The ports surveyed in the report include: Los Angeles/Long Beach, Oakland, Tacoma, Seattle, Houston, New York/New Jersey, Hampton Roads, Charleston, and Savannah, Miami, and Fort Lauderdale, Fla.-based Port Everglades. Authors of the report explained that cargo import numbers do not correlate directly with retail sales or employment because they count only the number of cargo containers brought into the country, not the value of the merchandise inside them, adding that the amount of merchandise imported provides a rough barometer of retailers’ expectations.
“Retailers are selling more and that means they need to import more,” NRF Vice President for Supply Chain and Customs Policy Jonathan Gold said in a statement. “With sales showing year-over-year increases almost every month for a long time now, retail supply chains are working hard to keep up. These latest numbers are a good sign of what retailers expect in terms of consumer demand over the next few months.”

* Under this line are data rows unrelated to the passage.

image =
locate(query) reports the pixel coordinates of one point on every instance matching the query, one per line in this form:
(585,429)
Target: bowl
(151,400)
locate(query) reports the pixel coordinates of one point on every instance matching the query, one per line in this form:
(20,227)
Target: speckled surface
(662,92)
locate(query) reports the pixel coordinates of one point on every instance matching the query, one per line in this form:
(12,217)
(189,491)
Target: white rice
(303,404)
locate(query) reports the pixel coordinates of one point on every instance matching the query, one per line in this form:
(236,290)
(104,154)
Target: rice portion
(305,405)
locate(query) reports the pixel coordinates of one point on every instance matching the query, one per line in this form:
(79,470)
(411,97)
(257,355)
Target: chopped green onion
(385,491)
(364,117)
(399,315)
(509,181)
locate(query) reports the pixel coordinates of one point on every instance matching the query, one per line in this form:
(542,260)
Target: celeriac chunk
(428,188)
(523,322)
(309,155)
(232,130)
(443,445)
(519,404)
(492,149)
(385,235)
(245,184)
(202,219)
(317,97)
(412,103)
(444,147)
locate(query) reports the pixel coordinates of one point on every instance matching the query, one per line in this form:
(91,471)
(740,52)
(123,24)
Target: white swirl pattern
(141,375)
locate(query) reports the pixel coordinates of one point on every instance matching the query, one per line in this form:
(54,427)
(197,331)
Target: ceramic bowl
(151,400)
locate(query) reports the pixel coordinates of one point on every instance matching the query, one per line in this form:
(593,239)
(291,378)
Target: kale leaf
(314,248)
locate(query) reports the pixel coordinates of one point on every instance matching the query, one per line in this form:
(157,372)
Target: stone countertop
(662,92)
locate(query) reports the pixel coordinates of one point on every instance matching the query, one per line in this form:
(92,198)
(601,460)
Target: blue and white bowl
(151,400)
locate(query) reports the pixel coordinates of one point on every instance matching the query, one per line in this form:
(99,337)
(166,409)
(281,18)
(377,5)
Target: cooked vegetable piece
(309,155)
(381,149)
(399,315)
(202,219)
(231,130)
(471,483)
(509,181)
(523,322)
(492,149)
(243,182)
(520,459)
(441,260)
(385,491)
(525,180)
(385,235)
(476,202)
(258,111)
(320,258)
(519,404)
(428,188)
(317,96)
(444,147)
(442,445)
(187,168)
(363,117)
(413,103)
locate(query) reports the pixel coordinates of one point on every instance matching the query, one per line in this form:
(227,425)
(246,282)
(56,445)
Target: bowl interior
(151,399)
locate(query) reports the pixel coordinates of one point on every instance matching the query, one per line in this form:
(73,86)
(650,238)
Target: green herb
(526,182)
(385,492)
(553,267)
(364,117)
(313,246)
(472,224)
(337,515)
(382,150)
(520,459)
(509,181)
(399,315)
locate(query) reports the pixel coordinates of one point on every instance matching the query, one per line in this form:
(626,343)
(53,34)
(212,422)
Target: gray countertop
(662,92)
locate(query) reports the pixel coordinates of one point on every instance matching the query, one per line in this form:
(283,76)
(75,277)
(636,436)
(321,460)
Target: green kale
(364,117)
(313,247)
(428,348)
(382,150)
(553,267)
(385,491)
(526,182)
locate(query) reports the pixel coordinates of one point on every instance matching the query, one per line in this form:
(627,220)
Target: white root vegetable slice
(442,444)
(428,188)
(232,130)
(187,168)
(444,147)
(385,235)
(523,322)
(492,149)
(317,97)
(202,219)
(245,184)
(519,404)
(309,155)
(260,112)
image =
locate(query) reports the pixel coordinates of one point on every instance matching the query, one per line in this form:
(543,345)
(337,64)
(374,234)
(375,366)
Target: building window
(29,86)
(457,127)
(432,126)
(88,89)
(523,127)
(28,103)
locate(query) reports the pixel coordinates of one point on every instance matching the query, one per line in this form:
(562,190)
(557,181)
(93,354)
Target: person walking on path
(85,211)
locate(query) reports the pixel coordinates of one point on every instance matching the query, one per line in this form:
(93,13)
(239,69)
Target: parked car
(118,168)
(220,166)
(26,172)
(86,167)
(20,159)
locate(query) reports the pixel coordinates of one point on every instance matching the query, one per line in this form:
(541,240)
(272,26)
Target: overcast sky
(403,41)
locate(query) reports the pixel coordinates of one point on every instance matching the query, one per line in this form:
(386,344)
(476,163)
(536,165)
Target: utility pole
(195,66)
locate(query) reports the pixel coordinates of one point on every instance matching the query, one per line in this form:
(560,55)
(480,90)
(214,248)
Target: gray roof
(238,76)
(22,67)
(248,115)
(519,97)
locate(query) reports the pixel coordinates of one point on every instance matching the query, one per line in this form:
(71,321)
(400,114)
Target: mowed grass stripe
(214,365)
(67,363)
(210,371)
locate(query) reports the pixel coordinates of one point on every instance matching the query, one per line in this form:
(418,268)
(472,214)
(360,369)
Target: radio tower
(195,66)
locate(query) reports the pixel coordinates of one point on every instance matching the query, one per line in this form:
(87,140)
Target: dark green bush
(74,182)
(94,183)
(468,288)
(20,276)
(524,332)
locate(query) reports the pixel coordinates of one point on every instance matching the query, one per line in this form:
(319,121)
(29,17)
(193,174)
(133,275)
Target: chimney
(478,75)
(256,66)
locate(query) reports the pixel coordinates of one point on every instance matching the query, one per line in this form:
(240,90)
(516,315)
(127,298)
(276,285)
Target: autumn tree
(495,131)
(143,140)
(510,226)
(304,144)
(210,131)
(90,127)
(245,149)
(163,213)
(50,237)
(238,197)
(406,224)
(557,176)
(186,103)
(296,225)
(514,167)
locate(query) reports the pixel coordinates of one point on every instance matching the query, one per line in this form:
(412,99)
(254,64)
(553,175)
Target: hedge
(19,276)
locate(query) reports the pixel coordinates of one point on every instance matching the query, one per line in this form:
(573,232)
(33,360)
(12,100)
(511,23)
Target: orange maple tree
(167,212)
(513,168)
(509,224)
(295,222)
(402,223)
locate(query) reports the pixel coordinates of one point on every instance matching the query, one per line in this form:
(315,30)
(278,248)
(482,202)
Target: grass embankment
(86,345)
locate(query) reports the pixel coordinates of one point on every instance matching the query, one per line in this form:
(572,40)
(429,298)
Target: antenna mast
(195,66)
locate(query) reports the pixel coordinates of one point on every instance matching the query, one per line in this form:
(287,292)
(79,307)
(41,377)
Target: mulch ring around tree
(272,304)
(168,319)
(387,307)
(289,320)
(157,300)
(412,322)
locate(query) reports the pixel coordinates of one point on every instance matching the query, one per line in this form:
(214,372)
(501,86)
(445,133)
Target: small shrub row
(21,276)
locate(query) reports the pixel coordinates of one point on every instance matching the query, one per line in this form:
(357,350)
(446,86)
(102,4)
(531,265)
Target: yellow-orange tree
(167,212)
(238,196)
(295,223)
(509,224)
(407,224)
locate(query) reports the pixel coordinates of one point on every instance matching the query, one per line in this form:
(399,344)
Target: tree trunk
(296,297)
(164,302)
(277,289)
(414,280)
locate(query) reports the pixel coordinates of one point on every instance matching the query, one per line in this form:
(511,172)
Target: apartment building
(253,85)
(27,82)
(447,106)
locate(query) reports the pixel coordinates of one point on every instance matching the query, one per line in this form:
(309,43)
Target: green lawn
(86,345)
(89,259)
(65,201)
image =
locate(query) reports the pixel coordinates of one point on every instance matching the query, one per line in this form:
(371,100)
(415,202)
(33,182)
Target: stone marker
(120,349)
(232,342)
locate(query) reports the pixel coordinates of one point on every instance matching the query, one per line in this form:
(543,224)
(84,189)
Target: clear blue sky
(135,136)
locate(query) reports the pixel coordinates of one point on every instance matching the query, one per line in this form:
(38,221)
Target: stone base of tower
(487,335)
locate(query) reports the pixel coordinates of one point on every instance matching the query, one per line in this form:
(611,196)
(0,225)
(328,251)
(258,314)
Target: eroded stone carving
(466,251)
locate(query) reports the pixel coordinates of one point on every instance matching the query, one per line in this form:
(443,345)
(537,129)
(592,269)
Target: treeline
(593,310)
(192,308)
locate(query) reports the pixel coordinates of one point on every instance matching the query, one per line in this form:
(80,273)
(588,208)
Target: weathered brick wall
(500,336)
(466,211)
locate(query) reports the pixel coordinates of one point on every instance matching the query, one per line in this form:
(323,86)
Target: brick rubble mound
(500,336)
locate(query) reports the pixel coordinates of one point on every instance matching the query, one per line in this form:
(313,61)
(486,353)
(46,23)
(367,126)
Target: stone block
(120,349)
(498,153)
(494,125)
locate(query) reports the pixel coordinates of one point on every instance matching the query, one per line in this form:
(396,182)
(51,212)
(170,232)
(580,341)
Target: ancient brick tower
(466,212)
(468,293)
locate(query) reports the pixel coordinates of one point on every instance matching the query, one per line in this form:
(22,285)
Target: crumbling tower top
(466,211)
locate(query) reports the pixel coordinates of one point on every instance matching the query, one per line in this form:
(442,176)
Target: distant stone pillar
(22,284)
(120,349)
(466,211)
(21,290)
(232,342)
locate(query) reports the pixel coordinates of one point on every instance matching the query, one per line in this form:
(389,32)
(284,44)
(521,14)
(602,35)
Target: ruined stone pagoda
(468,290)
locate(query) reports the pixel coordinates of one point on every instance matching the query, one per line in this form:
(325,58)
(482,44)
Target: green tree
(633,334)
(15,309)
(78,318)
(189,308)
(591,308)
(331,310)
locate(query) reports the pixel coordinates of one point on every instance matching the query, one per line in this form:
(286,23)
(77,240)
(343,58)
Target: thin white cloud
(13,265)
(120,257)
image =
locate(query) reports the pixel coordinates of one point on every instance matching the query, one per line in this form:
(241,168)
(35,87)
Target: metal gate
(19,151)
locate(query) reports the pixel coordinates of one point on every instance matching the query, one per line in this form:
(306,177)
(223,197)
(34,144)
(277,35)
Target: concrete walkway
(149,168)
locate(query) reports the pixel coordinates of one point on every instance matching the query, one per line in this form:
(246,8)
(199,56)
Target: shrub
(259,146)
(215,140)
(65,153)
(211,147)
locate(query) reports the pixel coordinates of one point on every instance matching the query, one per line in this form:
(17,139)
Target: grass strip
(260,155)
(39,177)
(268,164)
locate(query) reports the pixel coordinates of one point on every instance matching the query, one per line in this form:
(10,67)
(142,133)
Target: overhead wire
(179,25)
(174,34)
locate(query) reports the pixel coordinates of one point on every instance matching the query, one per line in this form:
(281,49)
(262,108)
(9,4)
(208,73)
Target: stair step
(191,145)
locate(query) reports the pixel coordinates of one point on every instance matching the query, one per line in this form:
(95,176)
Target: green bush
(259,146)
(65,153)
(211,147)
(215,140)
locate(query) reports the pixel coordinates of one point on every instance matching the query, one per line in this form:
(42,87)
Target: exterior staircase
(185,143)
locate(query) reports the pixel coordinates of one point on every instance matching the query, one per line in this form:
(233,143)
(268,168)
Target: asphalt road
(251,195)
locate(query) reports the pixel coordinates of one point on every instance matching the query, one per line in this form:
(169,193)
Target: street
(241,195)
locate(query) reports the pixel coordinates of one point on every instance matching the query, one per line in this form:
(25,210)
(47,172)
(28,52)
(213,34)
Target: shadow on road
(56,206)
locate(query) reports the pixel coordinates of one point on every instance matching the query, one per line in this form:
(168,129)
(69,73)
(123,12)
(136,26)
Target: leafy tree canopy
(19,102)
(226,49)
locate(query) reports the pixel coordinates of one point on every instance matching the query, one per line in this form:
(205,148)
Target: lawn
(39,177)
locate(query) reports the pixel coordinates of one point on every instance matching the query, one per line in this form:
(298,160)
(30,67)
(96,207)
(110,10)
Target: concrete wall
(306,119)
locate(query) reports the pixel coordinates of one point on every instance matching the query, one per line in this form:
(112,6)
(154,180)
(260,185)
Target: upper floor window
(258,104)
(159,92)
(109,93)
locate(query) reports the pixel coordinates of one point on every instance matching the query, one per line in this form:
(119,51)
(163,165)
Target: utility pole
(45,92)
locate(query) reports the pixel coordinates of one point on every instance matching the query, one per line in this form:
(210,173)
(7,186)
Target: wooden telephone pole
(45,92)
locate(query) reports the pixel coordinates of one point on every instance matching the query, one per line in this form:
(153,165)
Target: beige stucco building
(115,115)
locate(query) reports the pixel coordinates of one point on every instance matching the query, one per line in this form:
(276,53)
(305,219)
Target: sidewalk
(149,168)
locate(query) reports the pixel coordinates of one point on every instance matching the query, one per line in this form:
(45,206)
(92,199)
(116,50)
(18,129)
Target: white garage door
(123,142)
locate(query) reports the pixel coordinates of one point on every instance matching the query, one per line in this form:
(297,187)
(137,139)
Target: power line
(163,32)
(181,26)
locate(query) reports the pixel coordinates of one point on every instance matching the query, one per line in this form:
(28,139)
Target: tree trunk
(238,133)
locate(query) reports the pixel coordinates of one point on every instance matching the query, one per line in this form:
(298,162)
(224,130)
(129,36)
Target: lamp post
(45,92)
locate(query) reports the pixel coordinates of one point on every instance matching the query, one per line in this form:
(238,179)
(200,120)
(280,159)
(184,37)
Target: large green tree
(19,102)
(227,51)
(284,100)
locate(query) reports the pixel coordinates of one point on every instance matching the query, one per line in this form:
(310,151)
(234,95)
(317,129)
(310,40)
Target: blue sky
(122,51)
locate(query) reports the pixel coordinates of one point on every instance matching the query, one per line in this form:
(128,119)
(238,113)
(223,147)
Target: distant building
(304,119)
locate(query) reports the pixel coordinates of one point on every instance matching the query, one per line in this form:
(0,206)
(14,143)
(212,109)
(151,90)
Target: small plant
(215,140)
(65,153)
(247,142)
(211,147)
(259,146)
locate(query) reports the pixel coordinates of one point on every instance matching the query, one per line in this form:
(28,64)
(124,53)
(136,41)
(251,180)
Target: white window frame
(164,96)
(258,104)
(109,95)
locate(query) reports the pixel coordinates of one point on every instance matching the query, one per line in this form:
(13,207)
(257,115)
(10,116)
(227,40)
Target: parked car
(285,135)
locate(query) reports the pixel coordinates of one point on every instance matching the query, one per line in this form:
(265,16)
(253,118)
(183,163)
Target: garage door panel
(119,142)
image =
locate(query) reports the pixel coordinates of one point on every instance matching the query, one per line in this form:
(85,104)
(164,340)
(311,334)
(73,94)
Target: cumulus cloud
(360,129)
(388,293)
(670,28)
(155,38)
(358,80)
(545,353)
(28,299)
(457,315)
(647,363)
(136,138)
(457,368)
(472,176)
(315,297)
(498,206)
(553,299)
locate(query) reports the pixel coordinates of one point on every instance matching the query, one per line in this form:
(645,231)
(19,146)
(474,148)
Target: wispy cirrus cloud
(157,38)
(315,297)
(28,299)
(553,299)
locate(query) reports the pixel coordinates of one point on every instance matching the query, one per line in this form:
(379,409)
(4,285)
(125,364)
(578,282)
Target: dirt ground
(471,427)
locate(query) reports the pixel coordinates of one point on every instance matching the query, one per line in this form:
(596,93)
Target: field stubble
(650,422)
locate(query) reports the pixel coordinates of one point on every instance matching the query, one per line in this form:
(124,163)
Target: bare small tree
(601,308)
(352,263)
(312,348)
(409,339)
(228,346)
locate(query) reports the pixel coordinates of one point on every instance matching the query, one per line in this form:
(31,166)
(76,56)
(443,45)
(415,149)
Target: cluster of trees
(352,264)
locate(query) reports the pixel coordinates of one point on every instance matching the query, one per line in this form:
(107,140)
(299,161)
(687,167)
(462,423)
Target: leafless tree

For June, the most recent month for which data is available, ports covered in the report handled 1.69 million TEU (Twenty-Foot Equivalent Units), which is down 2% compared to May and is up 5.6% annually.
The report pegged July at 1.72 million TEU, which would mark a 5.6% annual gain. And should the projections for August come to fruition, it would be up 2.1% to 1.75 million TEU for its highest monthly volume since NRF first started tracking imports in 2000, topping March 2015’s 1.73 million.
What’s more with May, and potentially July and August, and October, which the report expects to be up 3% at 1.72 million TEU, at 1.7 million or more TEU, that would represent four of the six highest-volume months ever recorded by Port Tracker. September, November, and December are projected to hit 1.67 million TEU (up 4.7%), 1.62 million TEU (down 1.4%), and 1.59 million TEU (up 1.5%), respectively.
Port Tracker expects total 2017 volumes to be up 4.9% annually at 19.7 million TEU and setting a new annual record in the process. It would also mark an improvement over the 3.1% annual gain from 2015 to 2016.
The report also pointed out that the gains in import numbers are running in tandem with gains in increased sales, with total retail sales seeing annual increases each month going back to November 2009 and retail sales as calculated by NRF, minus autos, gasoline stations, and restaurants, have seen annual gains for all but three months going back to the start of 2010. NRF expects 2017 retail sales to be up between 3.7% to 4.2% compared to 2016.
“Real gross domestic product increased at an annual rate of 2.6 percent in the second quarter this year, according to the Commerce Department, up from 1.2 percent in the first quarter. This relatively strong growth underlies the robust level of imports we have forecast and witnessed,” wrote Hackett Associates Founder Ben Hackett in the report. “The projection for the second half of the year is not as robust. Both private sector economists and those at the International Monetary Fund have downgraded their projections. But they still expect annual growth for 2017 will be over two percent, and that aligns with our forecast for import cargo growth, which has increased to 5.3 percent year-on-year.”